Курочка позвала его поехать с ней в универсам. Он ответил, что пусть она едет с водителем. Он попросил, чтобы она не забыла купить на ужин курочку (сын будет), и она улыбнулась в ответ, как монашенка сквозь темный платок.
Старик Болотин был рад своему браку, рад, в конце концов, превращению жены в какой-то неопределенный отблеск и особенно рад превращению сына в зрелого, разумного, беспощадного хозяина положения. Старик Болотин не мог исторгнуть из своего делового общения привычку по-советски кипятиться, красиво, принципиально стучать по столу переговоров кулаком. Молодой же Болотин, пропитанный новой формацией, как сиропом, отличался внешне мягкими манерами, кротостью настоящего миллионера, смирением хищного циника. Старику Болотину приятно было видеть в сыне ленивую цельность. Натура сына не знала двойственности не уверенного в своей аутентичности еврея. Если старик Болотин до сих пор называл себя русским, по крайней мере, до сих пор противился думать о себе как о полноценном еврее, то молодой Болотин считал себя исключительно тем, кем он был записан в паспорте - гражданином Российской Федерации, русским по национальности. Старика Болотина восхищала простота, с какой во главу угла своей самоидентификации молодое поколение ставило юридическую запись.
"Интересно, - размышлял старик Болотин, - каким бы я был человеком, если бы я не был евреем? Почему русские думают, что евреи их не любят или презирают? Откуда в некоторых из них это странное убеждение, что евреи не столько ненавидят даже немецкий фашизм, сколько русский коммунизм? Якобы это все оттого, что нацисты - явление безнадежное и временное, а русские неисправимо христолюбивы и поэтому якобы чужды иудеям на духовном уровне. Это грубо и глупо. Некоторые же евреи всю эту чепуху и придумывают ради катастрофической давки, потому что они в этой тесноте интересов - самый живучий материал.
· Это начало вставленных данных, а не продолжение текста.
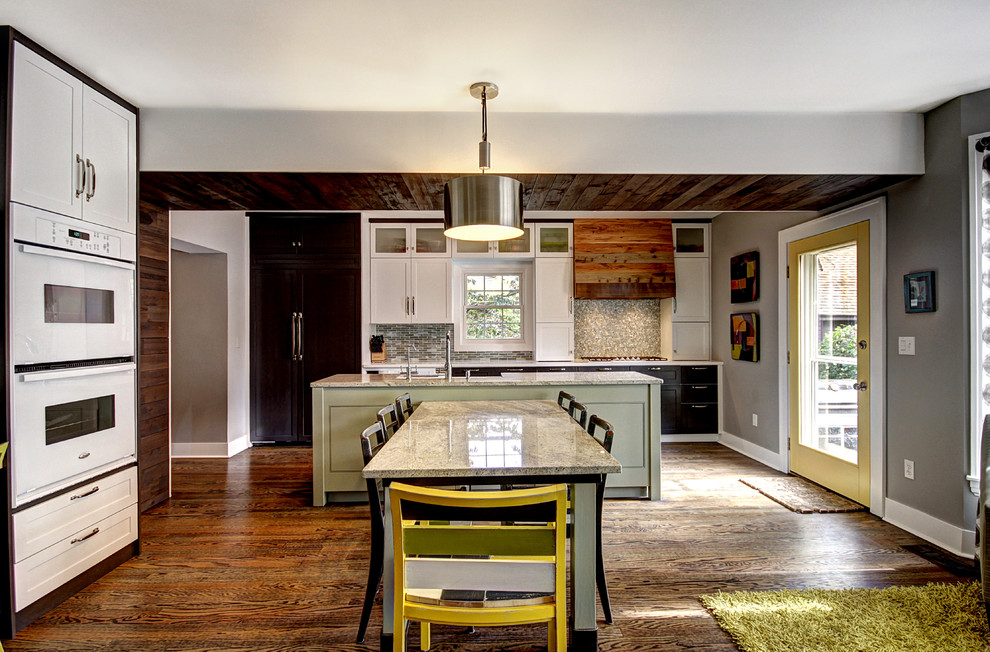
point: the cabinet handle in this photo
(80, 176)
(92, 178)
(95, 531)
(88, 493)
Нужно понять, что если еврей прекратит выпячиваться, начнет соблюдать пропорции мировой гармонии и совестить свою родовую память, то еврея-то как такового не станет сразу. Что же, вы хотите, чтобы его не стало? Еврею, чтобы быть, достаточно еврейства или еврейскости. Другим, чтобы быть, своего национального самочувствия маловато, нужно что-то другое, может статься, совершенно еврейское".
У старика Болотина для надежности и водитель был евреем - Славик, горбоносый, скорее, не по-еврейски, а по-кавказски, костистый, с раздавшейся, тяжеловесной комплекцией, которая ему помогала быть неторопливым, основательным и даже ленивым. Славик был необразованным, в своей глубине амбициозным, степенно услужливым, с некоторыми непредсказуемыми замашками. Например, он полагал, что если нельзя быть запанибрата с хозяином, то с его ближними быть насмешливым никто не мешает. Например, он любил иногда становиться русским мужиком, то есть предаваться трехдневным запоям с характерными, беспочвенными страданиями, с простодушной надеждой на то, что такие вещи, как запой и соответственно прогулы, начальник должен прощать с пониманием и сочувствием, если, конечно, начальник не последний жид. Старик Болотин не сомневался, что Славик во время кутежей изо всех сил старался казаться рубахой-парнем и даже поругивать старика Болотина привычной "мордой жидовской" - не только чтобы понравиться своим собутыльникам, но и чтобы польстить своему alter ego.